As your cloud environment is expanding, your application instances are scaling out, and their number is increasing on a daily basis. At some point, you’ll need to leverage some mechanism that will help you manage them all. One such solution is a load balancer, which not only balances network request load between virtual instances but also provides several more features.
What is load balancing?
Load balancing is a mechanism that automatically distributes traffic across multiple servers or virtual instances. Once in AWS, you can manage your own load balancers installed on EC2 instances, like F5 BIG-IP or open-source HAProxy, or you can use an AWS native service called Elastic Load Balancing (ELB).
In this article, I will cover the basics of Elastic Load Balancer. We will run through a comparison of different types of Elastic Load Balancers, then I will provide you with the essential glossary terms, and finally, we’ll investigate the pricing options. Let’s dive in!
Getting Started with AWS Elastic Load Balancer (ELB)
Elastic Load Balancer is an AWS managed service providing highly available load balancers that automatically scale in and out and according to your demands. In general, the service helps you achieve high availability by distributing traffic between healthy instances in multiple availability zones.
Although the ELB service is highly-available within a single region, it is always recommended to use multiple availability zones to provide HA to your application. Additionally, to make achieving high availability easier, Elastic Load Balancers integrate with the Auto Scaling service, which allows scaling out EC2 instances behind load balancers, and automatically including new instances to the load balancer target-group.
How to choose the right load balancer on Amazon
Elastic Load Balancing provides three types of load balancers:
- Classic Load Balancer
- Network Load Balancer
- Application Load Balancer
The below table includes a per-feature comparison of the three balancers:
|Feature||Application Load Balancer||Network Load Balancer||Classic Load Balancer|
|Protocols||HTTP, HTTPS||TCP||TCP, SSL, HTTP, HTTPS|
|Connection draining (deregistration delay)|
|Load Balancing to multiple ports on the same instance|
|IP addresses as targets|
|Load balancer deletion protection|
|Configurable idle connection timeout|
|Cross-zone load balancing|
|Server Name Indication (SNI)|
|Back-end server encryption|
|Elastic IP address|
|Preserve Source IP address|
How to choose the best one for your application? Let’s see what the three types of load balancing offer in more details.
Classic Load Balancer
This is the oldest type of load balancers provided by AWS. It may execute the following operations:
- passing through TCP traffic,
- handling HTTP/HTTPS requests,
- or terminating SSL and inserting HTTP headers.

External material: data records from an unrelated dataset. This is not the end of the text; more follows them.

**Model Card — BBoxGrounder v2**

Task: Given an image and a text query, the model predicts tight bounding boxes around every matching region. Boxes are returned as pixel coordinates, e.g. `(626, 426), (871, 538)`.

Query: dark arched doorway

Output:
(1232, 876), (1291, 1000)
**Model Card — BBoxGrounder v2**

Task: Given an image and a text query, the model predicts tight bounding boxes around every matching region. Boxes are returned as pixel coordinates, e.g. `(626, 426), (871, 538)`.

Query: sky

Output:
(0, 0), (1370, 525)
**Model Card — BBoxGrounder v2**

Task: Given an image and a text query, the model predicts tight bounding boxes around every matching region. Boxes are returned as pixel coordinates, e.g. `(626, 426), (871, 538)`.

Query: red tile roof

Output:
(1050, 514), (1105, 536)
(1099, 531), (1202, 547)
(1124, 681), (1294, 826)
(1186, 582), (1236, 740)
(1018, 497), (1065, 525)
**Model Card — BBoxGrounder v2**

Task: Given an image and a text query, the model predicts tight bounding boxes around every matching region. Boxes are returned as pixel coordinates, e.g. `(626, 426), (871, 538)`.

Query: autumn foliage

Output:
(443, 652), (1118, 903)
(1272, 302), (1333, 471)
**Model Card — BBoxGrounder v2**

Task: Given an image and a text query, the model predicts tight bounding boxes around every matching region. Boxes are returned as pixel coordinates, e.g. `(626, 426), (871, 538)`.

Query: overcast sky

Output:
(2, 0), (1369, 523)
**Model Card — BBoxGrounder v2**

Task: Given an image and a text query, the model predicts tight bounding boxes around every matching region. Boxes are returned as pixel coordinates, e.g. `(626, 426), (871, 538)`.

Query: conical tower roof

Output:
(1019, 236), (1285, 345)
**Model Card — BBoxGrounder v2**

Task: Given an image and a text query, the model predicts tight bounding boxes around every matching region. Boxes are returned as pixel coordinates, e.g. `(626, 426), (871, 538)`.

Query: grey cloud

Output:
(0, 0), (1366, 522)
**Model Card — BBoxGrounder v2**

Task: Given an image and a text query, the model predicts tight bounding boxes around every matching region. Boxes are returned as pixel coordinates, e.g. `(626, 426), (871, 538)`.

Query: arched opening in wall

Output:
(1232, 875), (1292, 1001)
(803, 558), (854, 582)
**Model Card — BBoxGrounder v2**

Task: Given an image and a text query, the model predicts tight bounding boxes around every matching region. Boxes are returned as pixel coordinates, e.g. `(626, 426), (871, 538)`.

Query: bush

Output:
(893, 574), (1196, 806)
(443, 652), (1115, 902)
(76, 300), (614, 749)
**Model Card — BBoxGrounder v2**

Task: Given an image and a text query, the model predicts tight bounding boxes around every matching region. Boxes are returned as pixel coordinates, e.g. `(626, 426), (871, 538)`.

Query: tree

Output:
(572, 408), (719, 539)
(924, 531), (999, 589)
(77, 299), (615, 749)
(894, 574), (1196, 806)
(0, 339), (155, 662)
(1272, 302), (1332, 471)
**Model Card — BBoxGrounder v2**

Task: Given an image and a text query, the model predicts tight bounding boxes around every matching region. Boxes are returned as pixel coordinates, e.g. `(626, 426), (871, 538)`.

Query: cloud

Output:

Classic Load Balancers were initially designed for applications within the EC2-Classic network, and they are not recommended when using Virtual Private Clouds (VPCs). Let’s leave them out for now.
Network Load Balancer
The Network Load Balancer operates at Layer 4 (Transport Layer) of the OSI model. When NLB receives a connection request, it selects a target from the associated target-group and then attempts to open a TCP connection to the port selected in the listener configuration. A target can be either an EC2 instance, a container, or an IP address. However, it cannot be in a peered VPC or a network behind a VPN connection.
This type of balancing is capable of handling millions of requests per second while maintaining ultra-low latencies, which is essential for latency-sensitive applications. It is also optimized to handle sudden and volatile traffic patterns while using a single static IP address per Availability Zone.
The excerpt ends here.